AI doesn’t know you. It can’t whip up a creative solution from your unique life or lens. It’s a machine. I’ll admit, I’ve asked it for help (I can’t sneeze without asking what’s wrong with me), and I’ve literally had to prompt it with, 'No fawning. Put on your producer hat. Critique me honestly.' It turns out that being told you’re fabulous and flawless is the opposite of helpful when you really need someone to poke holes in your logic.
Above: Working together, and asking for help when we need it, changes us all for the better.
If the advertising and creative industries embraced a culture of help, we’d change for the better. It’s the only way forward. By offering help openly, we chip away at the fear of asking for it. But it has to be genuine, offered without gritted teeth or eyes glued to a screen. Shared creativity used to be at the core of how we worked.

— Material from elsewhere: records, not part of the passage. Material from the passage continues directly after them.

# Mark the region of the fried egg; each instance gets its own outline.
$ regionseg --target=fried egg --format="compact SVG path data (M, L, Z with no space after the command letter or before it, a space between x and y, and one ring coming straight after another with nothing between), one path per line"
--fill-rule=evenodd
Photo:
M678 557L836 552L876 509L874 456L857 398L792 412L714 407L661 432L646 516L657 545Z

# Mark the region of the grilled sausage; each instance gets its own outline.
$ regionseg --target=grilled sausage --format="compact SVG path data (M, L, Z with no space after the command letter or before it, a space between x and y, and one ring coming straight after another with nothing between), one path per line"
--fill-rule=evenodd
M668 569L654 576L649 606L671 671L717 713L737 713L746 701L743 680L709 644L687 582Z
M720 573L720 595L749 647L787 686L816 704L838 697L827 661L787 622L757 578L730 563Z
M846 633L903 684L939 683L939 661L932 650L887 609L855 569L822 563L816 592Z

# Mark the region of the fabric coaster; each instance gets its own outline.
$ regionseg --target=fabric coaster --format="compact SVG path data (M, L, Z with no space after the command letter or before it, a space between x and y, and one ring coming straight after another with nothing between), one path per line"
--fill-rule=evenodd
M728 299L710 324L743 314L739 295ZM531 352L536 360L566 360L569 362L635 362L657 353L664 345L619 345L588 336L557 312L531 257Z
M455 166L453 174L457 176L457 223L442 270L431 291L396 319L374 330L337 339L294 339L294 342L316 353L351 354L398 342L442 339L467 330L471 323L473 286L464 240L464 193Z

We’re at a crossroads: set it aside, or re-engage.
It turns out that being told you’re fabulous and flawless is the opposite of helpful when you really need someone to poke holes in your logic.
If we lose that first layer of humanity, we’re cooked. And if you use AI, don’t stop at the brief or the prompt. Use it as a starting point, but then go further. Talk to your fellow artists and producers. Otherwise, you’re not just outsourcing your ideas, you’re handing over your power.
Advertising and production are team sports, so let’s play like one.